Le vent du braquage souffle ces temps derniers sur Kingabwa. Après des maisons de communications et des boutiques, le mardi 27 mai 2014, c’est le dépôt de la société «Pains Victoire», situé entre la 12 et 13 ème rue Limete, qui a été visité par des malfaiteurs.

 

Le braquage, comme l’ont indiqué des témoins, a eu lieu vers 9 heures.
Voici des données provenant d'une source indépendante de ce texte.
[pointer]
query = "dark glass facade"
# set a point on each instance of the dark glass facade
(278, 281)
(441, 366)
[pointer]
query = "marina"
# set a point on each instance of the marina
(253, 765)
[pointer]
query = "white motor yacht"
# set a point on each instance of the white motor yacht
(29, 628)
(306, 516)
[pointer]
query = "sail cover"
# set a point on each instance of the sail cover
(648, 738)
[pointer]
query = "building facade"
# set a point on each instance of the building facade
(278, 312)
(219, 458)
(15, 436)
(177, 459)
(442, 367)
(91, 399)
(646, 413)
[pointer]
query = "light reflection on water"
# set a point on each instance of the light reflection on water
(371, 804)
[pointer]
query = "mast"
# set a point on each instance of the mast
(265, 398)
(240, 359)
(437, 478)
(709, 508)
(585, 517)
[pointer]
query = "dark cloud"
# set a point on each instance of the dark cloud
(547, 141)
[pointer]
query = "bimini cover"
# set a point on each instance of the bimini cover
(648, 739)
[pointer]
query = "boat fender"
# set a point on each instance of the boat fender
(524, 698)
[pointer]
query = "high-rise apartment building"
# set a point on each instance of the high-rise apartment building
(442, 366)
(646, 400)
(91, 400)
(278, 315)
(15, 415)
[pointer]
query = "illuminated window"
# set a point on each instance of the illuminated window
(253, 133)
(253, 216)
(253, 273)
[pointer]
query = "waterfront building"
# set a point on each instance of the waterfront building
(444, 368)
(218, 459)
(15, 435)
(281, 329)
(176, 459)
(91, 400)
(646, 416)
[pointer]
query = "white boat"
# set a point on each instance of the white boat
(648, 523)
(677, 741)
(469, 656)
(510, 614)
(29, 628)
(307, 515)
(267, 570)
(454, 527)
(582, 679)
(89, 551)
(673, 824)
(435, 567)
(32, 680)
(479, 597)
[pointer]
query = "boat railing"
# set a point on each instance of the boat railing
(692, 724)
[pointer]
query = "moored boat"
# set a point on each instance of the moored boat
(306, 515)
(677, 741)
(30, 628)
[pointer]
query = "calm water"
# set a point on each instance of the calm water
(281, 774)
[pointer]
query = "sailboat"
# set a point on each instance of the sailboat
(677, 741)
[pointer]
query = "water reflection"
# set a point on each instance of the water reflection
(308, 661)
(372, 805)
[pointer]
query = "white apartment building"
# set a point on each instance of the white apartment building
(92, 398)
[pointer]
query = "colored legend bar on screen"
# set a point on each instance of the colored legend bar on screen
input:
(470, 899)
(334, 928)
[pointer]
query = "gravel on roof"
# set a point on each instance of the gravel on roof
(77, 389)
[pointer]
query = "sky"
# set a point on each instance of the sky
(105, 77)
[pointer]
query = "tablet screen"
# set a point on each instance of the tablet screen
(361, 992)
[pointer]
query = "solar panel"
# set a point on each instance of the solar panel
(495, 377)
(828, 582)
Et c’est en moins d’une demi-heure que s’est déroulé cet acte de banditisme.
 
Mardi matin, alors que des clients venus s’approvisionner en pains, farine de froment et d’autres produits alimentaires pour bétails, s’agglutinaient devant la caisse pour effectuer les paiements, ou devant le dépôt pour retirer leurs marchandises, un fait insolite s’est produit. Il y a eu l’intrusion des personnes suspectes brandissant des armes, et qui tout de go, ont demandé à tout le monde de ne pas bouger. Travailleurs et revendeurs des pains étaient ainsi tétanisés. La panique s’empare de tous.
L’un des assaillants a enjambé la caisse, brutalise le caissier apeuré et emporté des sacs d’argent en Francs congolais et en devises. Son comparse en profite pour arracher des téléphones portables et autres biens précieux.
Après ce coup, ces bandits qui étaient au nombre de 3 ou 5, ont évacué le lieu en courant et en tirant plusieurs coups de feu en l’air. Cette fusillade a alerté des voisins qui accouraient vers le dépôt des pains pour s’enquérir des faits.
Dada, le fils d’un avocat, habitant la parcelle contigüe, s’est précipité vers le dépôt de «Pains Victoire» et a aperçu les braqueurs se dirigeant vers leur véhicule. Il s’est alors écrié «Toi-là, je te reconnais ! Pourquoi toi aussi tu es venu attaquer le dépôt avec des bandits !»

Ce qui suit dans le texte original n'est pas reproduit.